Posted on • Originally published at Medium on

Building Products That Solve Problems

Photo via https://unsplash.com/@punttim

When writing software, it’s easy to assume whatever is shipped will solve problems. After all, that’s the whole idea of code — automate the solution of specific problems. But code doesn’t do this inherently. And when you productize code, it gets even more complicated. All of this applies doubly to code designed around new technologies. It’s incredibly easy to get excited about the technology and build solutions that people don’t actually want or need. Even if they do need the solution, it’s possible people don’t want it. In that case, your code has to solve the problem but also bridge that gap of need and want.

For my company, SimpleID — a developer tools suite for Web 3.0, we fall into that last bucket. We need to solve a problem but we need to do it in a way that enables the ultimate end-users to adopt the solutions built via SimpleID en masse. We’re not alone in this problem. The issue applies to product creators across Web 2.0 and Web 3.0.

Let’s take a look at the market I’m working in: Web 3.0. Web 3.0 is essentially the decentralized web. The web where users control their data, not big tech companies. In the Web 3.0 space there are many solutions offering non-custodial, completely decentralized experiences. They are great, and they are needed. But to those solutions, the question we have to ask is:

Who is the customer?

If you are building a solution that applies to the slim minority of cypherpunks and developers who are willing to go through the complexities of using your solution, that’s great. But if you, like many in the Web 3.0 space, want to attract the wider internet user-base, you have to make your solution attractive to that market.

In other words, you have to bridge the gap.

The problems many of us in the Web 3.0 space are trying to solve are similar:

  • Privacy
  • Security
  • Data Ownership
  • Identity Control

The way those problems are solved is what differs. In almost all cases today, the tooling around building applications that satisfy the above needs place an unprecedented burden on users of the modern web. I say modern web here because surely someone somewhere will be able to point out a scenario in the very early days of the World Wide Web where people had extreme cognitive burden in order to use the new technology.

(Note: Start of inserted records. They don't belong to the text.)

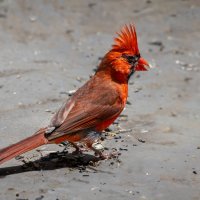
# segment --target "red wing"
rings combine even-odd
[[[93,128],[121,113],[123,104],[116,89],[106,84],[93,84],[92,89],[88,82],[56,113],[51,125],[57,128],[48,136],[49,140]]]

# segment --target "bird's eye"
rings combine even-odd
[[[122,57],[125,58],[129,64],[134,65],[139,60],[140,55],[132,56],[132,55],[127,55],[127,54],[122,54]]]

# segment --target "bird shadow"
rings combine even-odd
[[[20,166],[0,168],[0,178],[29,171],[55,170],[61,168],[75,168],[83,171],[89,165],[95,166],[95,163],[99,160],[101,158],[90,154],[74,155],[73,153],[65,151],[54,152],[35,161],[25,162],[23,160],[24,164]]]

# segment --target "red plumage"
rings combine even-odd
[[[134,25],[125,26],[112,49],[104,56],[95,75],[58,110],[47,128],[0,150],[0,164],[43,144],[83,141],[92,144],[123,111],[128,96],[128,80],[136,70],[146,70],[140,57]]]

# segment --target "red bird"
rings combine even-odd
[[[125,25],[114,41],[95,75],[62,105],[46,128],[0,150],[0,164],[41,145],[64,141],[72,143],[76,149],[76,142],[84,142],[106,158],[92,144],[123,111],[130,76],[150,67],[140,55],[134,25]]]

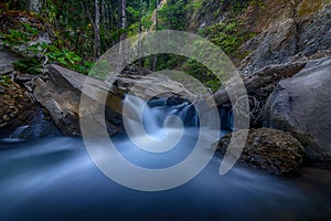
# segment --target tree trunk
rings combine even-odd
[[[99,0],[95,0],[94,56],[100,55],[100,11]]]
[[[159,19],[158,19],[158,14],[159,13],[159,0],[157,0],[157,10],[156,10],[156,31],[159,28]],[[158,67],[158,54],[154,55],[154,61],[153,61],[153,71],[156,72]]]
[[[125,40],[127,39],[127,1],[126,0],[119,0],[119,30],[121,31],[121,34],[119,36],[119,54],[122,56],[124,63],[127,61],[127,45],[125,43]]]

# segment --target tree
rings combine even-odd
[[[95,0],[94,56],[100,55],[100,10],[99,1]]]
[[[29,6],[28,6],[29,11],[34,13],[40,13],[41,8],[42,8],[41,0],[29,0]]]

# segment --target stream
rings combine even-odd
[[[188,120],[177,147],[147,152],[125,134],[113,143],[145,168],[175,165],[192,151],[199,127],[186,105],[158,101],[145,110],[147,131],[162,134],[170,114]],[[191,113],[190,113],[191,112]],[[223,133],[228,110],[220,112]],[[145,122],[146,124],[146,122]],[[159,133],[156,133],[159,134]],[[221,136],[222,136],[221,135]],[[301,177],[279,178],[237,164],[218,175],[214,156],[195,178],[174,189],[143,192],[122,187],[94,165],[82,138],[54,136],[34,141],[0,141],[0,220],[328,220],[331,171],[305,168]]]

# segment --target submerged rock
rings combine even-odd
[[[268,97],[264,125],[290,131],[310,159],[331,160],[331,59],[312,61]]]
[[[223,155],[227,150],[232,135],[226,135],[216,144]],[[228,149],[231,152],[231,149]],[[249,167],[263,169],[271,175],[297,175],[303,161],[302,145],[289,133],[277,129],[250,129],[239,158]]]
[[[127,70],[115,76],[109,84],[58,65],[51,65],[47,80],[35,80],[33,95],[50,112],[62,133],[68,136],[81,135],[79,117],[98,122],[102,127],[103,119],[95,113],[103,114],[103,108],[106,107],[106,126],[111,136],[122,130],[122,99],[128,93],[143,99],[180,95],[182,99],[188,101],[189,97],[193,97],[180,83],[167,76],[149,76],[149,73]],[[89,107],[79,110],[82,93],[87,96]],[[107,98],[102,101],[100,97],[105,94]]]

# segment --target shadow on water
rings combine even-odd
[[[125,135],[113,141],[134,164],[163,168],[192,151],[199,128],[185,130],[167,155],[146,152]],[[82,139],[0,145],[0,220],[322,220],[331,215],[328,170],[306,169],[302,177],[285,179],[236,166],[221,177],[221,158],[214,157],[181,187],[141,192],[104,176]]]

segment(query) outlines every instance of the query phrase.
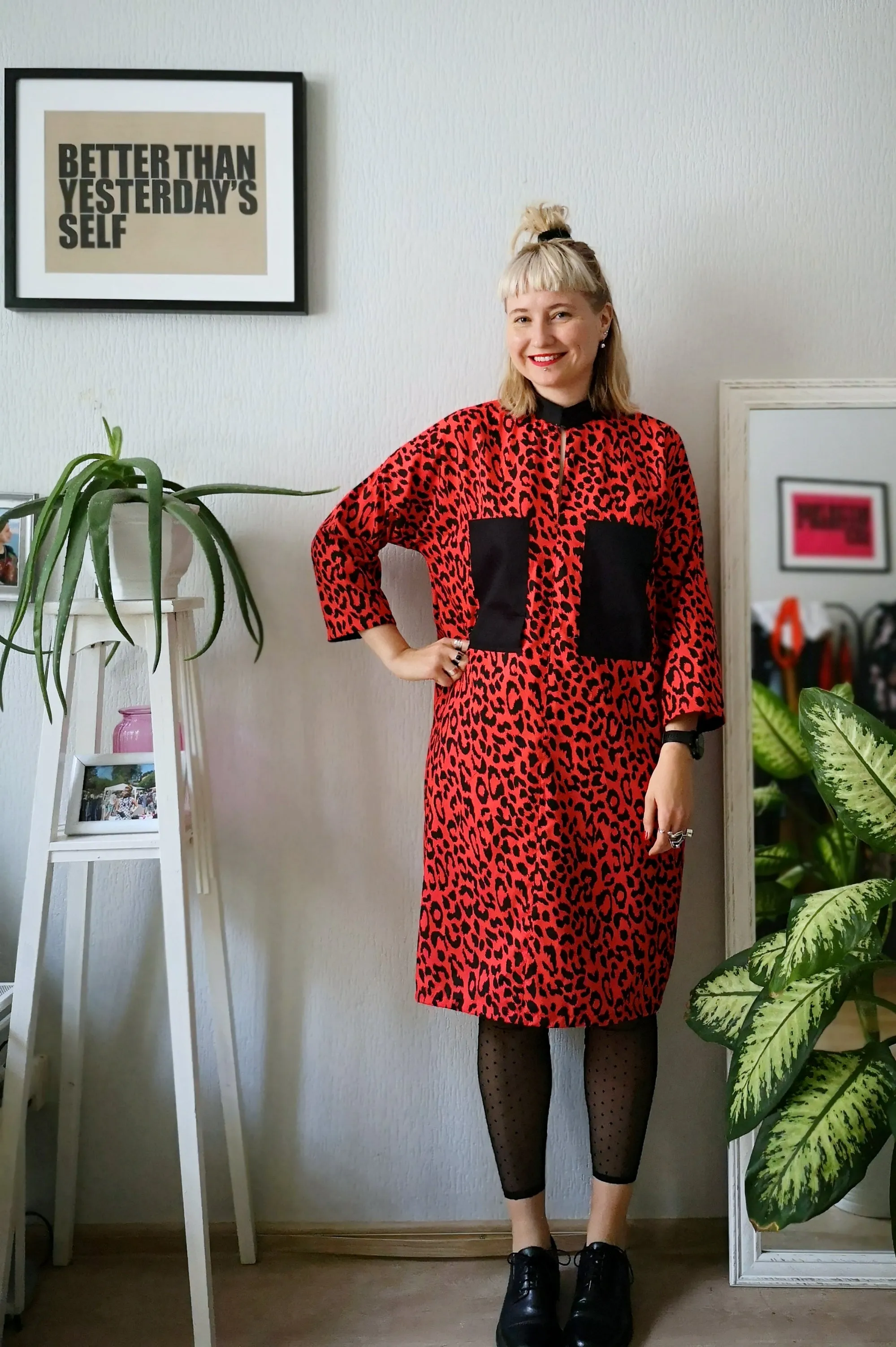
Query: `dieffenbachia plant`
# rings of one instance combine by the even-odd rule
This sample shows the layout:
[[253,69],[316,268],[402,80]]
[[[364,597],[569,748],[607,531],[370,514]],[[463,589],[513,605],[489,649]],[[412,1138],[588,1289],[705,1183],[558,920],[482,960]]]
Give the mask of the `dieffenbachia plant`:
[[[236,548],[218,519],[203,504],[205,496],[255,493],[263,496],[321,496],[335,488],[326,486],[315,492],[291,490],[284,486],[245,486],[230,482],[210,482],[202,486],[181,486],[168,481],[151,458],[121,457],[121,427],[109,428],[102,418],[109,453],[81,454],[66,463],[59,480],[49,496],[18,505],[0,515],[0,531],[12,519],[36,515],[31,550],[19,577],[19,599],[12,614],[9,632],[0,636],[3,655],[0,656],[0,710],[3,709],[3,676],[12,651],[34,655],[38,668],[38,683],[47,715],[53,718],[47,679],[53,669],[57,692],[65,707],[65,692],[61,678],[62,638],[71,613],[75,586],[84,563],[84,554],[90,543],[97,589],[112,622],[125,641],[133,644],[123,625],[112,594],[112,574],[109,564],[109,527],[116,505],[141,501],[147,506],[147,528],[150,537],[150,593],[155,618],[155,656],[152,668],[159,663],[162,648],[162,517],[170,515],[190,529],[199,546],[212,577],[213,612],[209,636],[195,659],[203,655],[214,641],[224,617],[224,564],[230,572],[236,599],[245,628],[256,644],[257,660],[264,644],[261,614],[240,563]],[[193,506],[193,508],[190,508]],[[65,554],[65,556],[63,556]],[[224,564],[222,560],[224,559]],[[62,560],[59,583],[59,607],[54,625],[53,643],[43,648],[43,610],[50,579]],[[28,603],[34,603],[32,632],[34,648],[16,645],[13,637],[24,622]]]
[[[833,692],[853,699],[847,683]],[[752,703],[753,761],[772,777],[767,785],[755,787],[753,808],[757,815],[784,811],[798,838],[756,847],[756,925],[763,933],[784,920],[796,889],[846,885],[864,876],[856,838],[839,819],[827,816],[815,789],[800,791],[812,760],[798,718],[764,683],[753,683]]]
[[[775,731],[779,766],[786,753],[794,775],[808,762],[846,851],[860,839],[893,853],[896,734],[854,706],[847,687],[838,691],[847,695],[802,692],[799,744],[791,725]],[[687,1024],[732,1052],[728,1140],[759,1127],[745,1176],[757,1230],[783,1230],[826,1211],[896,1134],[896,1034],[881,1040],[877,1026],[877,1008],[896,1013],[896,1005],[874,990],[874,974],[896,967],[881,952],[895,900],[888,878],[799,893],[786,931],[726,959],[691,991]],[[817,1049],[847,1001],[856,1002],[865,1045]],[[896,1161],[891,1211],[896,1249]]]

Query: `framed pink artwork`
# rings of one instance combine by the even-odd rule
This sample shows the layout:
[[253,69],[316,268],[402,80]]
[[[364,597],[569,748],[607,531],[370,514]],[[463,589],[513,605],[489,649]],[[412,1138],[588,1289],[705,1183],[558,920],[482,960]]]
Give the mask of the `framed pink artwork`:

So, again, when building in the Web 3.0 space, ask yourself who are you building for. If you’re building for a future customer who will be willing to shoulder the additional burden of using the protocol or product, do that. That’s necessary. If you’re building for the developers who will eventually find a way to make the underlying protocol and tools convenient, do that. That’s also necessary. But if you’re building for enterprises and consumers today, consider the solution you’re offering.

Does it truly need to be non-custodial? Does it truly need to be trust-less? Is what you’re offering so much better that you can legitimately ask people to do more work AND pay you? Or, is there a way to give people enough decentralization and access to decentralized technologies to satisfy the problems in the bullet-points above?

Whether it’s in the Web 3.0 space or the Web 2.0 space, it’s necessary to always ask yourself who your customers are. Build for them, not for yourself. Your ideals matter, but if you are trying to build for an audience, their ideals matter more.

Your product is only as good as the adoption is sees. Adoption, of course, is relative. But no matter what, you have to see that people are using it. Otherwise, it’s very possible you are not solving the problems your customers need you to solve.